Bİr Çocuk Kuvvetlİ Bİr Dersİ İmanİ Almazsa

güldeste

Üye
Katılım
26 Eki 2006
Mesajlar
160
Tepkime puanı
0
Puanları
0
Konum
ANKARA
Risale-i Nur'un fıtraten ve zamanın vaziyetine göre talebesi olacak, başta, masum çocuklardır.

Çünkü bir çocuk, küçüklüğünde kuvvetli bir ders-i imani alamazsa, sonra pek zor ve müşkül bir tarzda İslamiyet ve imanın erkanlarını ruhuna alabilir. Adeta gayr-ı müslim birisinin İslamiyeti kabul etmek derecesinde zor oluyor, yabani düşer.

Bilhassa, peder ve validesini dindar görmezse ve yalnız dünyevi fenlerle zihni terbiye olsa, daha ziyade yabanilik verir. O halde o çocuk, dünyada peder ve validesine hürmet yerinde istiskal edip çabuk ölmelerini arzu ile onlara bir nevi bela olur. Ahirette de onlara şefaatçi değil, belki davacı olur: "Neden imanımı terbiye-i İslamiye ile kurtarmadınız?"

İşte bu hakikate binaen, en bahtiyar çocuklar onlardır ki, Risale-i Nur dairesine girip dünyada peder ve validesine hürmet ve hizmet ve hasenatı ile onların defter-i a maline vefatlarından sonra hasenatı yazdırmakla ve ahirette onlara derecesine göre şefaat etmekle bahtiyar evlat olurlar.
emirdağ lahikası / 39

Çocuk terbiyesi

Çocukla konuşmak


Evet, yüksek bir insan, bir çocukla konuştuğu zaman çocukların şivesiyle konuşursa, çocuğun zihnini okşamış olur. Çocuğun fehmi, onun çat pat söylediği sözlerle ünsiyet peyda eder; söylediklerini dinler ve anlar. Aksi halde, o insanla o çocuk arasında bir malumat alışverişi olamaz.

İşârâtü’l-İcâz, s. 209



Çocukla konuşulsa, çocukça tâbirât istimâl edilir.

Sözler, s. 354


Çocuklara şefkat neyi gerektirir?


Eğer insan bir cesed-i hayvânîden ibaret olsaydı ve kafasında akıl olmasaydı, belki bu masum çocukları muvakkaten eğlendirecek terbiye-i medeniye tabir ettiğiniz ve terbiye-i milliye süsü verdiğiniz bu firengî usul, onlara çocukçasına bir oyuncak olarak, dünyevî bir menfaati verebilirdi.

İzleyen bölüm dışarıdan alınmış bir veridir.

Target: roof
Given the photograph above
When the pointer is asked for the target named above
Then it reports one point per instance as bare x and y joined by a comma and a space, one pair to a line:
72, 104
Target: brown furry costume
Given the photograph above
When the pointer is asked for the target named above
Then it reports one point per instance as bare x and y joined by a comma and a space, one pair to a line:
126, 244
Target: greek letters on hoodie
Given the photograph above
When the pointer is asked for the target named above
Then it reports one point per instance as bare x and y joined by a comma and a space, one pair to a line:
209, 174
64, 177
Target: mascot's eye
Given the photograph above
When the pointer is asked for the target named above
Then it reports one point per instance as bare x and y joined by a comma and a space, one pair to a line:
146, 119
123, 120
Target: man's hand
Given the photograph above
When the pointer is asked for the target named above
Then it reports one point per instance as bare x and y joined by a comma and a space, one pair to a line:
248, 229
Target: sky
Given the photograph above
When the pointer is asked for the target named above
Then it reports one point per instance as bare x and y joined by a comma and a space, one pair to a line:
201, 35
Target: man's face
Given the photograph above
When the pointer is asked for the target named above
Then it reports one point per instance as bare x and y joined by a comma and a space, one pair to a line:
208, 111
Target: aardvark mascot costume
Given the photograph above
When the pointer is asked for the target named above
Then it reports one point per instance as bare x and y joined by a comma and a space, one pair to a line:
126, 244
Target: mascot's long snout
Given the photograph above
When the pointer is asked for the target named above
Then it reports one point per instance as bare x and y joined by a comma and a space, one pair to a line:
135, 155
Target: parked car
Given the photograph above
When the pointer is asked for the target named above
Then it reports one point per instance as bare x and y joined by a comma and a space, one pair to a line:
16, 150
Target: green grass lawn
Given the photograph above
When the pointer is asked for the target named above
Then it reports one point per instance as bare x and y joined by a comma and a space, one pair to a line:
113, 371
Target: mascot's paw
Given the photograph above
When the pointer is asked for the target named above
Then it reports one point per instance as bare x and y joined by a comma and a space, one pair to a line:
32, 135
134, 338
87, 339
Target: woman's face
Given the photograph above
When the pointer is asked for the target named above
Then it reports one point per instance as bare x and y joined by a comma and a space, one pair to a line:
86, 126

Madem ki o masumlar hayatın dağdağalarına atılacaklar, madem ki insandırlar. Elbette küçük kalblerinde çok uzun arzuları olacak ve küçük kafalarında büyük maksatlar tevellüt edecek. Madem hakikat böyledir; onlara şefkatin muktezası, gayet derecede fakr ve aczinde, gayet kuvvetli bir nokta-i istinadı ve tükenmez bir nokta-i istimdadı, kalblerinde iman-ı billâh ve iman-ı bi’l-âhiret sûretiyle yerleştirmek lâzımdır. Onlara şefkat ve merhamet bununla olur. Yoksa, divane bir validenin, veledini bıçakla kesmesi gibi, hamiyet-i milliye sarhoşluğuyla, o bîçare masumları mânen boğazlamaktır. Cesedini beslemek için beynini ve kalbini çıkarıp ona yedirmek nevinden, vahşiyâne bir gadirdir, bir zulümdür.

Mektûbât, s. 409


Çocuklara neyi öğretmeli?


Çocuklar hamiyet-i milliyeden merhamet isterler, şefkat beklerler. Bunlar da, zaaf ve acz ve iktidarsızlık noktasında, merhametkâr, kudretli bir Hâlıkı bilmekle ruhları inbisat edebilir, istidatları mesudâne inkişaf edebilir. İleride, dünyadaki müthiş ehval ve ahvâle karşı gelebilecek bir tevekkül-ü imanî ve teslim-i İslâmî telkinatıyla o masumlar hayata müştakane bakabilirler. Acaba, alâkaları pek az olduğu terakkiyât-ı medeniye dersleri ve onların kuvve-i mâneviyesini kıracak ve ruhlarını söndürecek, nursuz, sırf maddî, felsefî düsturların taliminde midir?

Mektûbât, s. 409


Çocuğa şefkatin ölçüsü


O şefkatli valide, çocuğunun hayat-ı dünyeviyede tehlikeye girmemesi, istifade ve fayda görmesi için her fedakârlığı nazara alır, onu öyle terbiye eder. “Oğlum paşa olsun” diye bütün malını verir, hafız mektebinden alır, Avrupa’ya gönderir. Fakat o çocuğun hayat-ı ebediyesi tehlikeye girdiğini düşünmüyor. Ve dünya hapsinden kurtarmaya çalışıyor; Cehennem hapsine düşmemesini nazara almıyor. Fıtrî şefkatin tam zıddı olarak, o mâsum çocuğunu, âhirette şefaatçi olmak lâzım gelirken dâvâcı ediyor. O çocuk, “Niçin benim imanımı takviye etmeden bu helâketime sebebiyet verdin?” diye şekvâ edecek. Dünyada da, terbiye-i İslâmiyeyi tam almadığı için, validesinin harika şefkatinin hakkına karşı lâyıkıyla mukabele edemez, belki de çok kusur eder.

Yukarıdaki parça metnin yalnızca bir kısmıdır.